With Zeviar designing and Collins driving, Kleenspeed broke its own record this year at Laguna Seca. Seeking a way to make their high-tech innovations publicly useful and seeing a huge market opportunity, Collins and Zeviar turned their sights to building an affordable system for the road. The project is only a month old, and the low-voltage, inexpensive battery system they’ve put in the Mazda represents the first step.
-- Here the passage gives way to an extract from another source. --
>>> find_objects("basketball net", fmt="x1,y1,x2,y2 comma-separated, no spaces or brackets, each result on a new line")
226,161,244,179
So far, Collins has footed the bill for Kleenspeed’s developments, investing about $800,000. Working for a share of future profits, Zeviar currently earns just enough to cover his living expenses. Their plan for the next 10 years includes a 10-person engineering team and the infrastructure to build thousands of vehicles, but Collins wants to ensure they’ve got a good product before bringing in outside funding. Until then, the company relies on volunteer designers, artists and engineers who trickle in after their day jobs have ended, excited by the company’s mission. This summer, Zeviar brought on a team of four mechanical and electrical engineering interns from around the country to help convert the Miata into the electric version they’ve dubbed the “Eiata.”
After taking the Eiata for a spin, Zeviar returns to its home beside champion race cars and wheels around an electric scooter before returning to work refining battery management systems. Currently, electric vehicle components come from a variety of sources and don’t always communicate well with each other. Creating a streamlined system that can work with lightweight batteries is one of the major hurdles electric vehicle companies face in developing an efficient, affordable car.
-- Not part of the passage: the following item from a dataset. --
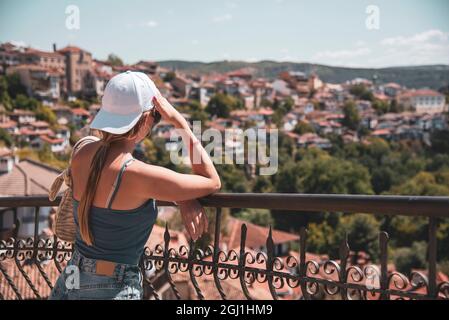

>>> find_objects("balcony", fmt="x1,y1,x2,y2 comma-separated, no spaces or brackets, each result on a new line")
0,194,449,300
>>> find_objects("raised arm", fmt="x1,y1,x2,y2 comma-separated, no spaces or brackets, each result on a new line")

Low voltage, lightweight batteries cost less, but require a slight frame that hasn’t been much explored by major electric vehicle companies yet. Having already developed and tested the Kleenspeed battery management system under the racetrack’s high demands, Zeviar and Collins are tailoring it to a smaller vehicle. The next step is to refine the Eiata system. Then, in order to sell their product, they’ll need to find a body for the car that will appeal to the electric car driver of 2020.
Renderings of potential car designs, etched by a volunteer artist, decorate Kleenspeed’s office walls. They’re futuristic for the most part – compact, edgy and colorful. Zeviar describes it them as “smart car goes to the gym.”
“It’s very simple,” says Zeviar. “Have system, need car.”